Pizzolitto non esita a immergersi nel vivo di questo stato di tensione dialettica, facendo anzitutto propria la valenza negativa e indulgendo in una forma di profondo pessimismo fino a ipotizzare “un domani senza destino/ né attesa” (p. 39). Ad affiorare, in questo contesto, è il dramma dell’insignificanza di tutto, di una vita che “arde e consuma nel niente” (p. 31), del “nudo vagare nel niente/ di tutte le cose” (p. 98) e dell’”inesorabile/ muoversi e cadere di ogni cosa/ verso il nulla” (p. 64). Una sorta di deriva in quel “nulla metafisico”, che è al centro della fede inquieta di David Turoldo (si pensi soltanto a Mie notti con Qohelet) – in Pizzolitto risuona con insistenza l’eco della poesia turoldiana – e che denuncia il destino ineluttabile di ogni esperienza umana “ la percezione inesorabile/ della deriva di noi, del tempo/ di tutte le cose” (p. 46).                                                                            

       Ma, al di là di questa devastante situazione, resa più tragica dall’”ostinato silenzio di Dio” (p. 11) e in cui i “giorni si perdono nello spazio/ sacro del ricordo, i nostri/ volti illesi, trattenuti al pianto” (p. 23), non viene del tutto cancellata l’attesa del futuro. Ad essa rinvia anzitutto “ forte ed eterno l’amore”, quello divino che si manifesta il venerdì santo nel dono della vita come “un sole che splende sulla polvere di strade bruciate” e che si manifesta anche come “silenziosa presenza”, ricordandoci che “niente cade, niente muore davvero” (p.51). E questo diviene allora richiesta di perdono per aver dubitato di una salvezza gratuitamente donata (Perdona,mio Dio,/ perdona la fuga,/ il dolore e il pianto, p. 59); diviene desiderio di

vivere sempre come/ un qualcosa di prezioso e/ dimenticato tra le mani di Dio, p. 76).
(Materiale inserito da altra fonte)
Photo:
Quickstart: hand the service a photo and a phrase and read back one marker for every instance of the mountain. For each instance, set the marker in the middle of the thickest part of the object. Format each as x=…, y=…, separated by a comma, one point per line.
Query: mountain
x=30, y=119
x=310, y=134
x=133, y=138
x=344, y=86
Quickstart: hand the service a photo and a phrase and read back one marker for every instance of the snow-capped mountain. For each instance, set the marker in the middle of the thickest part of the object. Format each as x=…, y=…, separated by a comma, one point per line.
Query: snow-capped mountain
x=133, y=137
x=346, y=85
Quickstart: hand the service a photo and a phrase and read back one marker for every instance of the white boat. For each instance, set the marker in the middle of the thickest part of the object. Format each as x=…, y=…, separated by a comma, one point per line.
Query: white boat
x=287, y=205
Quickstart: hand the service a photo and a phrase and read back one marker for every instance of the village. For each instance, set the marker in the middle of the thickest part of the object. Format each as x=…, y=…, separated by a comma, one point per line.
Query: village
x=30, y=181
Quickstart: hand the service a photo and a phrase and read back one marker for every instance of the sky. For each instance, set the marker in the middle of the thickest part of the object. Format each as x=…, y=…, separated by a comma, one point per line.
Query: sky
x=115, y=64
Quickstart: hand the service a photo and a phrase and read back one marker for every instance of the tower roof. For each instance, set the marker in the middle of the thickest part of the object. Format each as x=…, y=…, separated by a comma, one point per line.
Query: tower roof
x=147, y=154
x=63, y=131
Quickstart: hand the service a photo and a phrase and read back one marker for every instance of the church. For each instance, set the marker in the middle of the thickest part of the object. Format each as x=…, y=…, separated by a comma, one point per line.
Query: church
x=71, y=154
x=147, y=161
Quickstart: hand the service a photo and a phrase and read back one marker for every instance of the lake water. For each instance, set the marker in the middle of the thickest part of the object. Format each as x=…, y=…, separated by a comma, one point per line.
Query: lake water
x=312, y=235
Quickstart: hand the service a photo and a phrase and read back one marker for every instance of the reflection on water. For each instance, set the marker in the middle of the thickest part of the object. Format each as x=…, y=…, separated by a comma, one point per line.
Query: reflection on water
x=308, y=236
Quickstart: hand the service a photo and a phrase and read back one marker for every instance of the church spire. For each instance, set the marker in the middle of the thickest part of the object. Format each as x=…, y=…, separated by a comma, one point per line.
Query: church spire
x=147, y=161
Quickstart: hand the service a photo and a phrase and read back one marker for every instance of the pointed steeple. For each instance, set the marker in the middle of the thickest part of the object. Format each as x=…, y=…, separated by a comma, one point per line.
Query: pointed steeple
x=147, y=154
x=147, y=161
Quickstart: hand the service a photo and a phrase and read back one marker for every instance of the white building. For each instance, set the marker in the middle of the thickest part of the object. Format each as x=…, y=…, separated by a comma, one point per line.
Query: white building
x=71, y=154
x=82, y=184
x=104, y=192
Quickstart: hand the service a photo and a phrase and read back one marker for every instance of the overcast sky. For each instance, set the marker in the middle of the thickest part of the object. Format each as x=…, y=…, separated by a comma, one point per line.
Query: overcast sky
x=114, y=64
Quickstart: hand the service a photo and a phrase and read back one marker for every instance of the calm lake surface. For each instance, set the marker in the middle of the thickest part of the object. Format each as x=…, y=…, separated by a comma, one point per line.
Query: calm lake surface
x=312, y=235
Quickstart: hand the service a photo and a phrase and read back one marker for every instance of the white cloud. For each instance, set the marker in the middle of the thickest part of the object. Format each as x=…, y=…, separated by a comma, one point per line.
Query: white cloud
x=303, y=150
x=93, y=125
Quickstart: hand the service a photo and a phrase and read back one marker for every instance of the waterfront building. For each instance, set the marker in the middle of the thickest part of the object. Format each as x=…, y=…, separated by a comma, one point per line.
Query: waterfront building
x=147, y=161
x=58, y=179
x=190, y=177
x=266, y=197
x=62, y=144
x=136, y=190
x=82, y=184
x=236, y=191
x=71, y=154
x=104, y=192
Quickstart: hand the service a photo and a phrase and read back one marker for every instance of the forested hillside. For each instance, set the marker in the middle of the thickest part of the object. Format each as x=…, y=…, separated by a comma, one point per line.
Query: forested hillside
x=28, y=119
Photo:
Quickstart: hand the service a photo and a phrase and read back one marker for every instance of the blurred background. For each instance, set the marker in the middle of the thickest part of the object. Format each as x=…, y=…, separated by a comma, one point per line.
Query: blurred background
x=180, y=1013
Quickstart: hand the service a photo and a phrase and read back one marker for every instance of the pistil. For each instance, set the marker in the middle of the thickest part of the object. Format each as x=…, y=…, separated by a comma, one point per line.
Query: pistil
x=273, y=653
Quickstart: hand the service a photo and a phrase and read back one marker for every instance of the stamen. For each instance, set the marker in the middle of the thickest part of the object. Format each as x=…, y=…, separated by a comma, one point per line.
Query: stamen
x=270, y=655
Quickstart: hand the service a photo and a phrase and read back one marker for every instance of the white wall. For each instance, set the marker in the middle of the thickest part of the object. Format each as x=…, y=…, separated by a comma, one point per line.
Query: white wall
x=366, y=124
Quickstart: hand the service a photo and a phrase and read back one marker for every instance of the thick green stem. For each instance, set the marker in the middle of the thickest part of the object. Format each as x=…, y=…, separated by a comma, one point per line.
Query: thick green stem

Il tutto si trasforma, in definitiva, in preghiera, capace di colmare i “vuoti di noi”, le “antiche lontananze ferite” e di donarci pace “in una notte santa di veglia”, proiettandoci “sempre verso un tempo,/ una stagione che non sappiamo” (p. 89) e dove l’attesa si colora di speranza. Una speranza che trova espressione in una delle più belle liriche di questo libro che reca il titolo dell’intera raccolta – Crocevia di cammini – e che merita di essere pubblicata integralmente: “Nello spazio sacro della sera,/ nel volgere a compimento/ di tutte le cose,/ scenda ancora su di noi la grazia,/ una dolce benedizione/ A te giunga il canto/ di questo inquieto esistere,/ a Te giunga il grido/ che non trova pace, ragione” (p. 103).

       A suggellare la bellezza di questo libro di Luca Pizzolitto concorre infine, accanto al contenuto esistenziale che ci immerge nelle profondità dell’umano, un delicato e immediato lirismo, che senza cadere mai in una forma di stucchevole manierismo, apre lo spazio, anche attraverso la simbolicità del linguaggio, all’invocazione del mistero assoluto.